- Born: Mona Abu Alwan October 2, 1972 (age 53) Barouk, Lebanon
- Occupation: TV Presenter
- Employer: MTV Lebanon
- Spouse: Bahij Abou Hamze
- Website: https://monagazine.com/

= Mona Abou Hamze =

Lebanese TV personality and presenter

Mona Abou Hamze (منى أبو حمزة) ( Abu Alwan; October 2, 1972) is a Lebanese TV personality and presenter, born in Barouk into a Lebanese Druze family. She is best known for hosting the Lebanese show Talk of the Town on MTV since April 2009, where she has had over 2000 guests, from different backgrounds and cultures.

== Career ==
She was a jury member on Mouzii el Arab, the only Pan-Arab TV show solely dedicated to choosing future TV presenters, which first aired in 2015 on Abu Dhabi TV and Al Hayat TV station.

Abou Hamze is also a member of the Jury of Celebrity Duets (Arabic version) which is broadcast on MTV and MBC, working alongside musicians Oussama Rahbani and Tarek Abou Jaoude, then Simon Asmar.

== Awards ==
She received the Murex d'Or award in 2009 for Talk of the Town. Abou Hamze won the Melody Award for Best Presenter for 3 consecutive years, from 2009 to 2011 (until the station, Melody Lebanon was closed down); as well as the Zahret Al Khaleej Award, for the Best Arab Presenter in 2011.

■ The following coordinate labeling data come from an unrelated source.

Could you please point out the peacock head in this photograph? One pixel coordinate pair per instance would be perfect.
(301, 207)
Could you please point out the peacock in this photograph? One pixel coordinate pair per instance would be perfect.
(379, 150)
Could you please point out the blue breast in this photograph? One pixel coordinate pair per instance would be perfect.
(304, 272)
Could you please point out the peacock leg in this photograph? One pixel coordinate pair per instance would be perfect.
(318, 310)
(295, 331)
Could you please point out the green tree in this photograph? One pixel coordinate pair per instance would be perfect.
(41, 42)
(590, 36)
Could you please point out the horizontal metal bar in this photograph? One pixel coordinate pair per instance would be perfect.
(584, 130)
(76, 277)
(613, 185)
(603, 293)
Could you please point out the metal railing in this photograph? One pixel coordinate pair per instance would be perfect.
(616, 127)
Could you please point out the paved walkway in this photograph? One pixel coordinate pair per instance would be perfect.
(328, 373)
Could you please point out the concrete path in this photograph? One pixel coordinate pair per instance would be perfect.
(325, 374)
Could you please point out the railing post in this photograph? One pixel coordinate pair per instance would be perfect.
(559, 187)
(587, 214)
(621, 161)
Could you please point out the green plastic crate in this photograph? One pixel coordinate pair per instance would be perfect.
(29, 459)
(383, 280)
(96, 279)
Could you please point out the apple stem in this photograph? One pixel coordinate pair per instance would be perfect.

In 2012 Abou Hamze was recognized as one of the ‘100 Most Powerful Arab Women’ in 2012 by CEO Middle East magazine. In 2013 she was the first Arab presenter to be officially invited to the Cannes Film Festival.

== Personal life ==
She is married to Bahij Abou Hamze, with whom she has two sons and one daughter. They both currently live in Beirut. Her husband was held under suspicion in 2014, following a lawsuit complaint by Walid Jumblatt then eventually released in 2017 with no charges filed. Mona is a Druze.

== Publications ==
Abou Hamze is the author of Bila Hakaeb, a book of poetry.بلا حقائب).